Le jour, ils vivaient avec les morts et la nuit avec les vivants, avec nous, charmant voisinage !"

Paroles de Montéhus et musique de Georges Krier : "La butte rouge" interprétée par le groupe des Motivés-Zebda.
Dans le même esprit que Louis Barthas, un regard rétrospectif (1923) sur les combats en Champagne.
De manière assez incompréhensible, de multiples portails français situent cette "butte" en Champagne mais... à "Warlencourt". Soit répètent ces sites, près de "Bapaume en Champagne". Si Bapaume est certes une région couverte de cimetières militaires, même un étranger comme l'auteur de ce blog, se garderait bien confondre Pas-de-Calais et Champagne (et de faire pousser de la vigne si haut dans le Nord)...

La butte rouge

- "Sur c'te butte là, y avait pas d'gigolette,
Pas de marlous, ni de beaux muscalins.
Ah, c'était loin du moulin d'la Galette,
Et de Paname, qu'est le roi des pat'lins.

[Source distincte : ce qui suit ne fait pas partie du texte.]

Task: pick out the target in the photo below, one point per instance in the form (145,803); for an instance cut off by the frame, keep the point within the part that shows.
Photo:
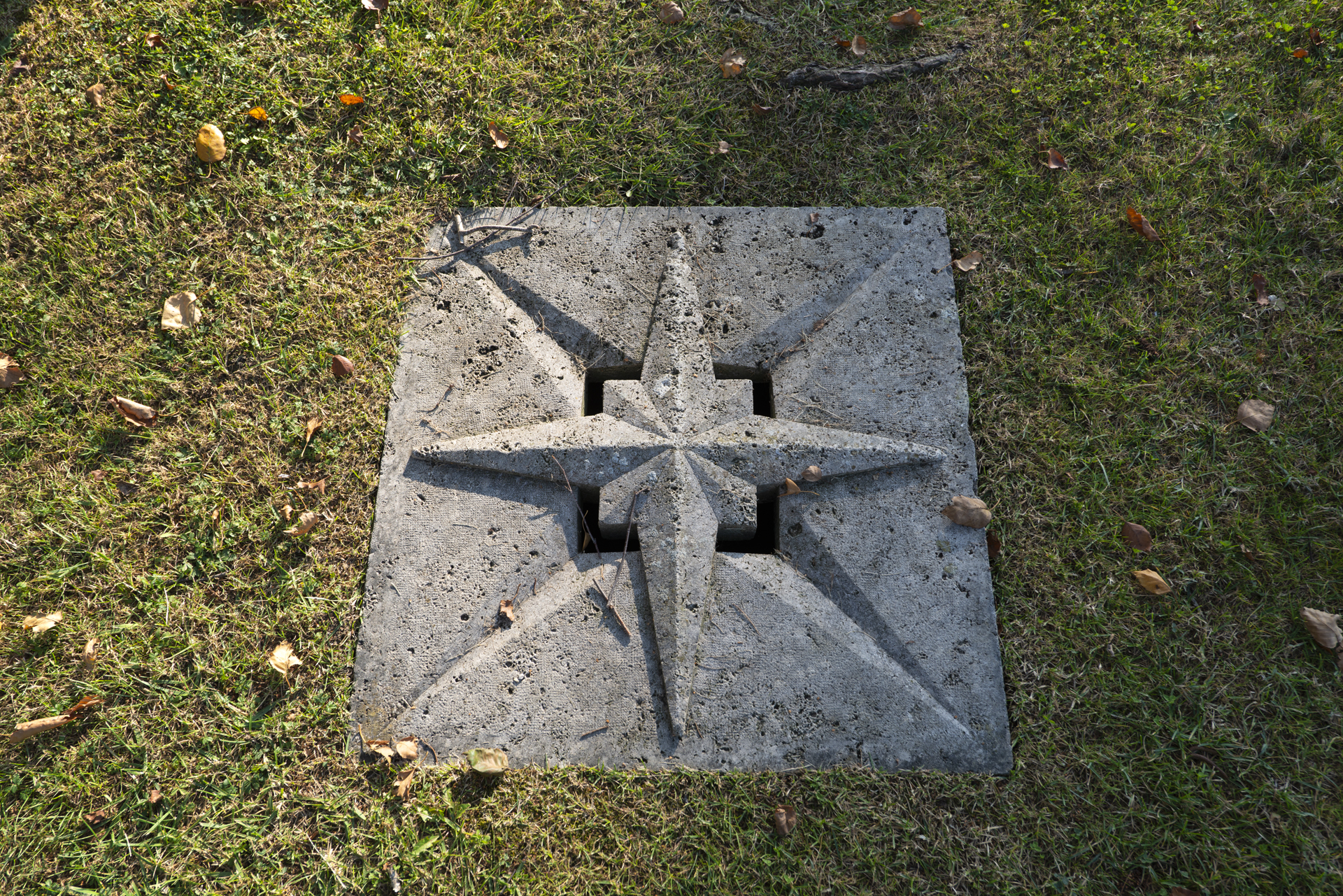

C'qu'elle en a bu, du beau sang, cette terre,
Sang d'ouvrier et sang de paysan,
Car les bandits, qui sont cause des guerres,
N'en meurent jamais, on n'tue qu'les innocents.

La Butte Rouge, c'est son nom, l'baptème s'fit un matin
Où tous ceux qui grimpèrent, roulèrent dans le ravin.
Aujourd'hui y a des vignes, il y pousse du raisin
Qui boira d'ce vin là, boira l'sang des copains.

Sur c'te butte là, on n'y f'sait pas la noce,
Comme à Montmartre, où l'champagne coule à flôts.
Mais les pauv' gars qu'avaient laissé des gosses,
I f'saient entendre de pénibles sanglots.

C'qu'elle en a bu, des larmes, cette terre,
Larmes d'ouvrier et larmes de paysan,
Car les bandits, qui sont cause des guerres,
Ne pleurent jamais, car ce sont des tyrans.

La butte rouge, c'est son nom , l'baptème s'fit un matin
Où tous ceux qui grimpèrent, roulèrent dans le ravin.
Aujourd'hui y a des vignes, il y pousse du raisin
Qui boit de ce vin là, boira les larmes des copains.

Sur c'te butte là, on y r'fait des vendanges,
On y entend des cris et des chansons.
Filles et gars, doucement, y échangent,
Des mots d'amour, qui donnent le frisson.

Peuvent-ils songer dans leurs folles étreintes,
Qu'à cet endroit où s'échangent leurs baisers,
J'ai entendu, la nuit, monter des plaintes,
Et j'y ai vu des gars au crâne brisé.

La butte rouge, c'est son nom, l'baptème s'fit un matin
Où tous ceux qui grimpèrent, roulèrent dans le ravin.
Aujourd'hui y a des vignes, il y pousse du raisin
Mais moi j'y vois des croix, portant l'nom des copains."